Connecting the right product to the right market

Working backwards from customer modeling, it’s possible to identify markets for your products that you may not have been aware of. Here are just a few examples of how this use case can play out:

  • Incorporate referral sources into your cluster models. This will allow you to identify which traffic sources correlate with which types of products, brands, or behaviors. From this, you can immediately identify a new market for these products or brands
  • Incorporate referral sources into your lifetime value propensity models. This will allow you to determine which locations to invest more of your marketing resources into, since you roughly know what the ROI will be
  • Look for correlations between traffic sources and success with up-sells, cross-sells, and follow-up recommendations
  • Look for correlations between keywords and your customer models
  • Analyze the attributes that are strong predictors of buying specific types of products and brainstorm other markets that might share those attributes that you have not yet targeted
  • Investigate high performing outliers where limited data is available and investigate whether expanding in those markets is a good option.

Connecting the right users to the right content

There are a number of ways that you can leverage your customer models to connect prospects with content in ways that move you toward your goals, some of them more obvious than others. Here are a few examples:

  • Matching content related to products or brands based on the appropriate clusters
  • Matching users to conversion copy when propensity models predict they are most likely to buy
  • Recommending content to users that improves their propensity scores
  • Recommending content to users that enhances their likelihood of responding well to an up-sell or cross-sell
  • Matching traffic sources to the content that tends to produce high propensity scores for each particular traffic source.

As you can see, the number of approaches you can take here grows pretty quickly. Think strategically about how best to put your models to use and make the most of your models.

Discovering strategic marketing insights

While some predictive analytics tools can automatically streamline your marketing process and generate results (like Albert did for Harley Davidson), it’s important to remember that human decisions still play a very important part in the process.

Where predictive analytics and related AI tools often fail is in a propensity to ‘over-fit‘ the data. They can get stuck at local maximums and minimums, incapable of making the leap to new terrain.

Escaping from traps like these, and making the most of these tools in general, requires you to find strategic insights from within your predictive analytics models.
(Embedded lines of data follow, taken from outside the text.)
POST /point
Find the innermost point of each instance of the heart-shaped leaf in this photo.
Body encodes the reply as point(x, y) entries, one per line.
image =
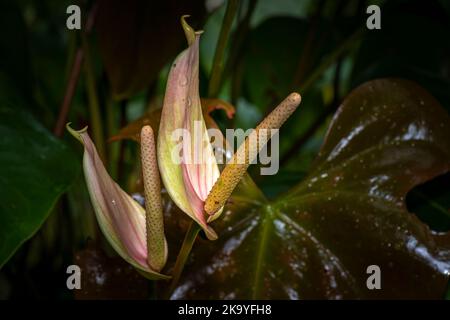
point(35, 169)
point(137, 38)
point(349, 213)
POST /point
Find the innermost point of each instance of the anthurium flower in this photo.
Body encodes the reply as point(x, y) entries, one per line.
point(189, 182)
point(121, 219)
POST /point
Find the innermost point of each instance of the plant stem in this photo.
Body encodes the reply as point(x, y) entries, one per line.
point(185, 250)
point(73, 78)
point(218, 62)
point(94, 106)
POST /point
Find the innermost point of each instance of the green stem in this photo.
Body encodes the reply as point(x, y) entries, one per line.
point(218, 62)
point(183, 255)
point(94, 107)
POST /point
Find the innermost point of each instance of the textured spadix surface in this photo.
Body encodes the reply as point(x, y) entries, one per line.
point(318, 240)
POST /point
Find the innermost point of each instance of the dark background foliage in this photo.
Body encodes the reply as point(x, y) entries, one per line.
point(319, 48)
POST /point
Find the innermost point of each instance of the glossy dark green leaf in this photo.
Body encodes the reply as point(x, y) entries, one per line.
point(104, 277)
point(318, 240)
point(137, 38)
point(35, 169)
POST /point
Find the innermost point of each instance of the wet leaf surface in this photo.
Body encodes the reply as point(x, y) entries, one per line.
point(104, 277)
point(347, 214)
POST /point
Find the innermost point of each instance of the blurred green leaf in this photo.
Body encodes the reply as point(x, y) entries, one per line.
point(412, 44)
point(137, 38)
point(14, 53)
point(349, 212)
point(35, 169)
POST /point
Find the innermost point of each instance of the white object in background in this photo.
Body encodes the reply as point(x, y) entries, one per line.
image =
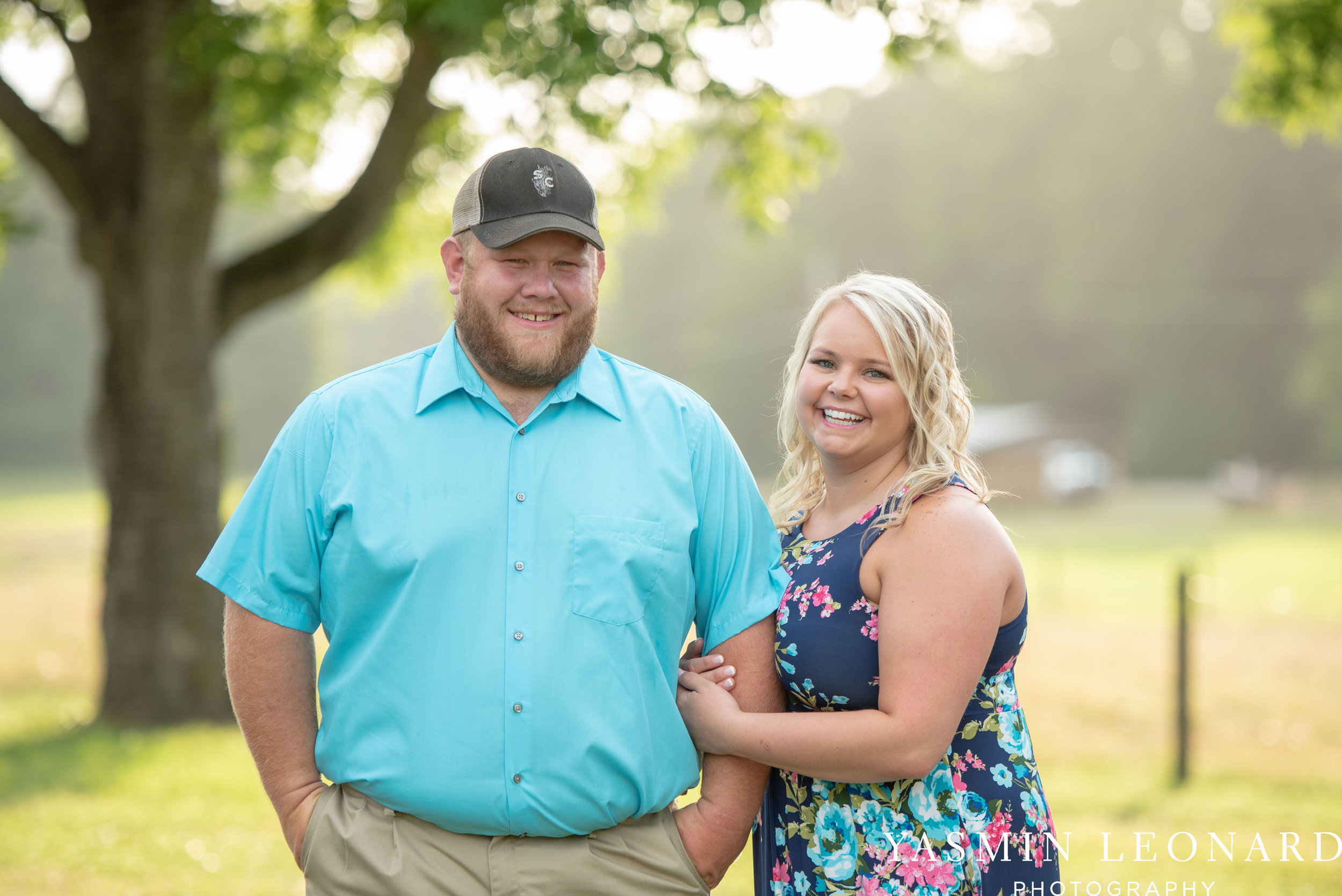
point(1074, 470)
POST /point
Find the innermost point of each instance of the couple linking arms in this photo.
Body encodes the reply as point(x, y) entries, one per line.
point(506, 537)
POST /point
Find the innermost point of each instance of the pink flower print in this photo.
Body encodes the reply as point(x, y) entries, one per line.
point(869, 628)
point(924, 870)
point(822, 599)
point(869, 887)
point(992, 836)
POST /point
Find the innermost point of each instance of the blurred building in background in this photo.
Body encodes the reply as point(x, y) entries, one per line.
point(1107, 244)
point(1032, 455)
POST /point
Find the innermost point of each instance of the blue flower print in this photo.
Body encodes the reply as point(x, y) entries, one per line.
point(973, 812)
point(835, 843)
point(1011, 734)
point(935, 804)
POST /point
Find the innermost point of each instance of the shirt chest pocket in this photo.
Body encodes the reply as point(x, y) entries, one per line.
point(616, 566)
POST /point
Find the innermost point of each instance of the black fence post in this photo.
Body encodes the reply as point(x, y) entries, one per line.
point(1181, 722)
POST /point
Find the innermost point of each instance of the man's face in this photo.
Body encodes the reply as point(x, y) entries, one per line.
point(527, 313)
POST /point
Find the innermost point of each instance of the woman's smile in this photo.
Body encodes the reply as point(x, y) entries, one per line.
point(842, 419)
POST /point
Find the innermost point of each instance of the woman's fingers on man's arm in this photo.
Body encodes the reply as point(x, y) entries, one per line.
point(710, 667)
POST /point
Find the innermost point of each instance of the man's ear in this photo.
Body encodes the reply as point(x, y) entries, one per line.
point(454, 263)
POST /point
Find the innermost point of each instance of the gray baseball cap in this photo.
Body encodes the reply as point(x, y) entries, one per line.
point(525, 191)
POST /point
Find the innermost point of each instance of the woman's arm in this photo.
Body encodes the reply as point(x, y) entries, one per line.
point(943, 580)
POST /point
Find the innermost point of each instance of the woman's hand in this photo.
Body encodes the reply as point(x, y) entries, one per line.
point(709, 667)
point(709, 712)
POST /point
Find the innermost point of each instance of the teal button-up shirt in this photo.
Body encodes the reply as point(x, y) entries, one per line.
point(505, 604)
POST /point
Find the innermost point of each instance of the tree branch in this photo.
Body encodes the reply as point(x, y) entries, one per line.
point(301, 258)
point(46, 147)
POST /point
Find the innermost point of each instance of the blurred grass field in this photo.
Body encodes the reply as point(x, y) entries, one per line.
point(86, 809)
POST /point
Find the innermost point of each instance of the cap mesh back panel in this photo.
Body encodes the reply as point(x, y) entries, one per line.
point(466, 210)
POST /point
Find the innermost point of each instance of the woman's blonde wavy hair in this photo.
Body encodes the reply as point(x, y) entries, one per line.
point(920, 344)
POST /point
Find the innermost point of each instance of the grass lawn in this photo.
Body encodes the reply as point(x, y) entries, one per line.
point(86, 809)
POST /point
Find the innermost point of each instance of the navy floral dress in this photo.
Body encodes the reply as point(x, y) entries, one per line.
point(976, 825)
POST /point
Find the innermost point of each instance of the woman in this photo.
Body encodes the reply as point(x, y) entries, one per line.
point(906, 604)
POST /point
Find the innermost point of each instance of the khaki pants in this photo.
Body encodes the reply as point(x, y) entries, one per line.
point(356, 847)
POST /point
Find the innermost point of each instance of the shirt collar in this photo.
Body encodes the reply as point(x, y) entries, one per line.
point(450, 370)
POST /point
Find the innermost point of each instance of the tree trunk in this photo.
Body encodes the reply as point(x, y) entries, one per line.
point(157, 434)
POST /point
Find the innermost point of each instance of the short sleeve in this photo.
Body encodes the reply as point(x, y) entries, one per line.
point(737, 573)
point(269, 556)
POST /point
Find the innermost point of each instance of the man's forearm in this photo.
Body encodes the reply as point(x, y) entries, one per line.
point(273, 683)
point(732, 786)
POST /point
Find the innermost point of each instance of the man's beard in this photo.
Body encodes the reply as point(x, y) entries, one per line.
point(482, 334)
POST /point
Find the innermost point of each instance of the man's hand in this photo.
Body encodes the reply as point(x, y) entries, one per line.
point(272, 680)
point(713, 843)
point(294, 812)
point(716, 829)
point(709, 712)
point(710, 667)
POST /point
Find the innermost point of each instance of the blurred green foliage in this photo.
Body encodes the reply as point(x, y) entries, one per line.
point(1292, 63)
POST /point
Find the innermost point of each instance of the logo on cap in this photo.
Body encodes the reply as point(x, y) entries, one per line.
point(543, 179)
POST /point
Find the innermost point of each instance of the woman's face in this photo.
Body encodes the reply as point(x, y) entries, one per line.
point(849, 403)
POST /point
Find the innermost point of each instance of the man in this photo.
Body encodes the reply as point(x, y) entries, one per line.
point(505, 538)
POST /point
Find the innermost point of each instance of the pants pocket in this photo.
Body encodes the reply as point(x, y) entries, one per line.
point(673, 832)
point(309, 833)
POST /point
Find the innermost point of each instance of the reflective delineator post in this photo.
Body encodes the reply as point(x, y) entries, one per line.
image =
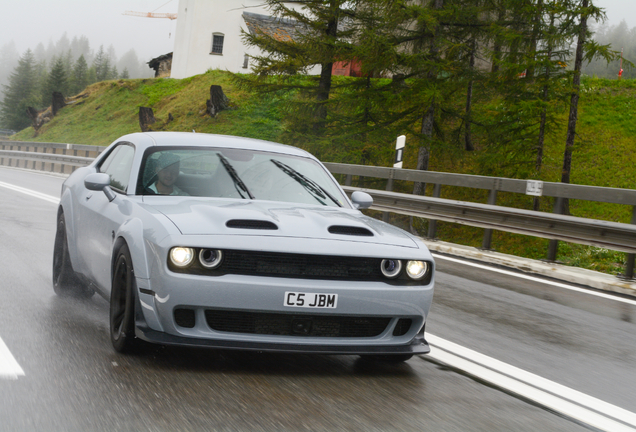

For example, suppose you discover that a specific piece of content has a tendency to raise your prospects‘ propensity scores; any automation you have in place can be applied to customize how your users are marketed to, and push them toward that piece of content. But what predictive analytics can’t tell you is whether there might be other traffic sources you haven’t tried yet that would be a good fit for that content. Using your experience and brainstorming capabilities, you can identify other potential markets for that content, feed them into your model, and see how the exposure changes things.

Your goal in working with these kinds of models must always be to find insights like these and test them to see if the results are as expected. If your model runs on autopilot it will not discover any new opportunities alone.